Effetto fotoelettrico e tecnologia fotovoltaica di Davide Mamone (davide.mamone@gmail.com), Paolo Gallina (alpin8@libero.it), Marianna Esposito (emmesposito@libero.it)

Quantizzazione della luce

Il contributo notevole che diede Einstein al dibattito sul fenomeno fotoelettrico fu quello di trovare dei principi generali dai quali, tra l’altro, far discendere la spiegazione dell’effetto fotoelettrico. Esso costituisce un modo esemplificativo di ciò che Einstein chiama teorie dei principi. Egli individua, innanzitutto, una asimmetria nella trattazione dei fisici che assegnavano una natura discontinua alla materia ponderabile ed una natura continua alla radiazione elettromagnetica. Einstein introduce così la quantizzazione, che M. Planck aveva utilizzato come mero artificio di calcolo per risolvere il problema della radiazione di corpo nero, [I1] .

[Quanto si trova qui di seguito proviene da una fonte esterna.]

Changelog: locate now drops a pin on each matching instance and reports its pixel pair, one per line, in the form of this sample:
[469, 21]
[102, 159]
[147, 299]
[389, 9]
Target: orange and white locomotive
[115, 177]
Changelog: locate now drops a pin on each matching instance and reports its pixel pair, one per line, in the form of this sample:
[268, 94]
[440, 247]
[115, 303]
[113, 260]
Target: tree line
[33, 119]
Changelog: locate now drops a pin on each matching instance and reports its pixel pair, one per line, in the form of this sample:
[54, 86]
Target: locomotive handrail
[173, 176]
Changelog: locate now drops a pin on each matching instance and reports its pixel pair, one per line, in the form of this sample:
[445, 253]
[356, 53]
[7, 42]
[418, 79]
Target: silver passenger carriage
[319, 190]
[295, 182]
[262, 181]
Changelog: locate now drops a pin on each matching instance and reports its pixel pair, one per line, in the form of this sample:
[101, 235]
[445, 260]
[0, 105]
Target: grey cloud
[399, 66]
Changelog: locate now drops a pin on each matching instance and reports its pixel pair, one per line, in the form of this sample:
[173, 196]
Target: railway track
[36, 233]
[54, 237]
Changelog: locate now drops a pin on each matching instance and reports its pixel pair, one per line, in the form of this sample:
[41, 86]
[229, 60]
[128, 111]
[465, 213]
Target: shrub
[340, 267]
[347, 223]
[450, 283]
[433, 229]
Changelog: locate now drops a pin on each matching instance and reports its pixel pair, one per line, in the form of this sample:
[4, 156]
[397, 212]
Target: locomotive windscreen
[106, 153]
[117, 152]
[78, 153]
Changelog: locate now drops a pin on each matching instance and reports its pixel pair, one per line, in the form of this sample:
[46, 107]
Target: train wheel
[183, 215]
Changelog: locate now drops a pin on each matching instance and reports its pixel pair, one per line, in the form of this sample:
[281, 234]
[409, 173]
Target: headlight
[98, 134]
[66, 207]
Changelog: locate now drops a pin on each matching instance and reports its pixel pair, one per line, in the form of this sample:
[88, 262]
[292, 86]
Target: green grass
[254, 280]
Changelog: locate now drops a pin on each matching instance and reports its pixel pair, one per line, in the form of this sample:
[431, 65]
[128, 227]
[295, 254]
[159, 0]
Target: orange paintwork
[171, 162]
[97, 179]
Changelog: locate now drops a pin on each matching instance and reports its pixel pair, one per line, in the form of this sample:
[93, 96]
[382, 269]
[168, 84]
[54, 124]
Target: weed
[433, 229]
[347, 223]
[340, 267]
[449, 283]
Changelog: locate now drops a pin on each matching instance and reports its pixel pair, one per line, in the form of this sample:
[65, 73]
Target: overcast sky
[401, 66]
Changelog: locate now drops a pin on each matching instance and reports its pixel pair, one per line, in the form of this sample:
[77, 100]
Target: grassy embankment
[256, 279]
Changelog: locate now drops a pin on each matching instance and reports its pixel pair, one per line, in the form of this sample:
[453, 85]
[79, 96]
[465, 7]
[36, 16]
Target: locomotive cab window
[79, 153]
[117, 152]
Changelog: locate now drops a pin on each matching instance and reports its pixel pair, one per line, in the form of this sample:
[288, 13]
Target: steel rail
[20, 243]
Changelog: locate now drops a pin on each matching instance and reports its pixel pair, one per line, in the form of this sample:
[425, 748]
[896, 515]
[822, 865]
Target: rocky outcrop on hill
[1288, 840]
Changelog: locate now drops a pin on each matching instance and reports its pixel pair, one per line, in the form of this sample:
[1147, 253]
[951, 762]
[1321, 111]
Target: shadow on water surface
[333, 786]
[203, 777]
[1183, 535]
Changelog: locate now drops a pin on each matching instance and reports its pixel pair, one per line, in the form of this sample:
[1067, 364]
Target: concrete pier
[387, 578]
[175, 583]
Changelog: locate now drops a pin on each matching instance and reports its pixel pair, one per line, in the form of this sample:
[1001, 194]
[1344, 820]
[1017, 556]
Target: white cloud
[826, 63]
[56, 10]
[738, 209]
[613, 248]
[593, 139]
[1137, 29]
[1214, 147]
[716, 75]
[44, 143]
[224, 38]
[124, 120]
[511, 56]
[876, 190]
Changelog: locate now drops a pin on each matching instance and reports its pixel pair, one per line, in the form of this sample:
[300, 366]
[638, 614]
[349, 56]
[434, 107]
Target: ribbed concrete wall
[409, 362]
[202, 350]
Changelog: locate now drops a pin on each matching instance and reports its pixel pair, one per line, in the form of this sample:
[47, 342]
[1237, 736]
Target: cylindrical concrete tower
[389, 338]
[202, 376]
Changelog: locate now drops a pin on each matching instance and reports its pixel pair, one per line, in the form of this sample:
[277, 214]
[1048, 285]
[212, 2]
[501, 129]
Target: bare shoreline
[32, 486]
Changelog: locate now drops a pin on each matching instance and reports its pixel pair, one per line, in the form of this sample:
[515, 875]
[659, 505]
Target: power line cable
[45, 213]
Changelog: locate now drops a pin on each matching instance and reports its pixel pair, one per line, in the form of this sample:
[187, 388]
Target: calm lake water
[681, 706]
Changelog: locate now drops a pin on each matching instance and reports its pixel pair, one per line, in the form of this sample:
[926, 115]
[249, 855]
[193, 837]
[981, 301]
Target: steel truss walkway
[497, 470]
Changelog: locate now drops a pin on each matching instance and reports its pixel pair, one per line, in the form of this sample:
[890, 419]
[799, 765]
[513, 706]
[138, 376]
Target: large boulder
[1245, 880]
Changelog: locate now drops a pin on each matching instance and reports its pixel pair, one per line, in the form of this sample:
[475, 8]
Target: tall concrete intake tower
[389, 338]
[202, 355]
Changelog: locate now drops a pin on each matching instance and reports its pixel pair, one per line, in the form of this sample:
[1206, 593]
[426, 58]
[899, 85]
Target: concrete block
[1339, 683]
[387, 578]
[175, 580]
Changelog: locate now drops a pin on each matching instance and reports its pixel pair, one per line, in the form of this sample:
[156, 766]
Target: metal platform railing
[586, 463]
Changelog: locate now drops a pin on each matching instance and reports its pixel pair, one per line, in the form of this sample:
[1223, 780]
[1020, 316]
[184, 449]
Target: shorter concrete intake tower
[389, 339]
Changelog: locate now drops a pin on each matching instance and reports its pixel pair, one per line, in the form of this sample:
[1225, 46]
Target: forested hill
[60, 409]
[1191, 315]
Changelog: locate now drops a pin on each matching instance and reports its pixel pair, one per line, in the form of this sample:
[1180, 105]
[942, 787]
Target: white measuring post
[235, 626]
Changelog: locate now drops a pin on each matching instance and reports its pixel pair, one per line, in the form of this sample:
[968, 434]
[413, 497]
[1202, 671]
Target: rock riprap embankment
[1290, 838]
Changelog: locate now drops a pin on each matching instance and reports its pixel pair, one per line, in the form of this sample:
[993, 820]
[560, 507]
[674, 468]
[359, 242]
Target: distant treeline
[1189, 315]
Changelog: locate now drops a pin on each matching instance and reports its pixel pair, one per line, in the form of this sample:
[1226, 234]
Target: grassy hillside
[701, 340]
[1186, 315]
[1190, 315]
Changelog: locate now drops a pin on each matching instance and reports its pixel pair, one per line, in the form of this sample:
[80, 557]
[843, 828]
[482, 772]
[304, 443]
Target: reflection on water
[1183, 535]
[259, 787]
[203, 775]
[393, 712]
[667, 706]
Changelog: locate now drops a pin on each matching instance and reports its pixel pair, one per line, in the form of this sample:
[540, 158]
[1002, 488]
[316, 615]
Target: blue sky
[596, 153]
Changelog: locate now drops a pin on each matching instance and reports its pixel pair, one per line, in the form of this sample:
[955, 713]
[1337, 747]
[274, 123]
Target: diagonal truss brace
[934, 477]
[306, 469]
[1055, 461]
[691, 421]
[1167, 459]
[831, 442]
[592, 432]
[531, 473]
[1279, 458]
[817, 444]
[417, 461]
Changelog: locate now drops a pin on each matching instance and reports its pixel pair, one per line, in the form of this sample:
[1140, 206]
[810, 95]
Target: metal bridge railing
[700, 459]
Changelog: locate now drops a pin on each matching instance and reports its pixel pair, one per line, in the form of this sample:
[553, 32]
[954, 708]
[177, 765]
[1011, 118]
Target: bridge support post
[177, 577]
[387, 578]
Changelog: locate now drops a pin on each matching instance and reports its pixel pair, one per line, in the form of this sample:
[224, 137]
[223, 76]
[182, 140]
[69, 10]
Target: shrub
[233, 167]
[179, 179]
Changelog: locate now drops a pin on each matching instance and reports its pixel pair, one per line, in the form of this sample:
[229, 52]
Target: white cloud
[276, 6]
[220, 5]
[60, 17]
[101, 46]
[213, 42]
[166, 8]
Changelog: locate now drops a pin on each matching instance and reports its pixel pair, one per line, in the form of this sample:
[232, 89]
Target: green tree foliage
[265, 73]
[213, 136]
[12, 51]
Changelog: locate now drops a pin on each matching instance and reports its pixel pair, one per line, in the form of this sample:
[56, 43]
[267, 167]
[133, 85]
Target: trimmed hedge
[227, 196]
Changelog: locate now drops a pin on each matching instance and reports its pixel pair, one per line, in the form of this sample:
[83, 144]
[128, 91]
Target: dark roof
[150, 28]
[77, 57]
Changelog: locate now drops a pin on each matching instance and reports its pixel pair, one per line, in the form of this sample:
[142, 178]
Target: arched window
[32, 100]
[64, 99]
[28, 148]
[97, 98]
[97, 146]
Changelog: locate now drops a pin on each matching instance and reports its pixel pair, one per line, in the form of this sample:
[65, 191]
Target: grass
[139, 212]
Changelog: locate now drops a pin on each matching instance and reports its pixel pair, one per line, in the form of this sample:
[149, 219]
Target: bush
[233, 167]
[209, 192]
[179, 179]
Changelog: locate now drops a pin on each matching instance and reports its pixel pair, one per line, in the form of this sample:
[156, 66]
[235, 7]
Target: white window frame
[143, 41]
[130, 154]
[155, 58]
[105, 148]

La teoria dei campi di Maxwell era valida solo per fenomeni macroscopici; i fenomeni microscopici necessitavano di un altro principio che li spiegasse , i quanti. Una trattazione di tipo statistico di questi ultimi ridà i fenomeni macroscopici. Questo vale anche per la luce come fenomeno del campo elettromagnetico. Il fenomeno fotoelettrico risultava più comprensibile se considerato in base all’ipotesi che l’energia sia distribuita nello spazio in modo discontinuo. La luce non doveva più essere considerata qualcosa di continuo, ma costituita da quanti di luce, come dirà successivamente Lewis, da Fotoni [I2]. I quanti sono, dunque, assunti a principio generale. Inoltre, dai principi generali della termodinamica, Einstein calcola l’entropia di un gas in funzione del volume da esso occupato e l’entropia della radiazione di corpo nero. Dal fatto che le entropie hanno circa la stessa forma per gas e radiazione conclude che anche la struttura corpuscolare di gas e radiazione deve essere la stessa ammettendo che le leggi di emissione e trasformazione della luce siano costituite come se la luce fosse formata da quanti, ciascuno avente energia = hf, con h = costante di Planck e f frequenza della radiazione. Poiché la “luce eccitatrice” è costituita da quanti l’emissione di elettroni si spiega ammettendo che l’energia penetra nello strato superficiale del corpo e la loro energia si trasforma, almeno in parte, in energia cinetica di elettroni. Differenti metalli richiedono diverse energie di estrazione dei metalli. Per un dato metallo, all’aumentare della frequenza oltre quella di soglia aumenta l’energia cinetica con la quale un dato elettrone è emesso dal metallo. Aumentando l’intensità della radiazione di una data frequenza, un maggior numero di fotoni andrà a colpire la superficie del metallo nell’unità di tempo, ma l’energia di ciascun quanto di luce resterà invariata. Conseguentemente aumenterà la corrente elettronica emessa dal metallo, ma non l’energia cinetica dei singoli elettroni.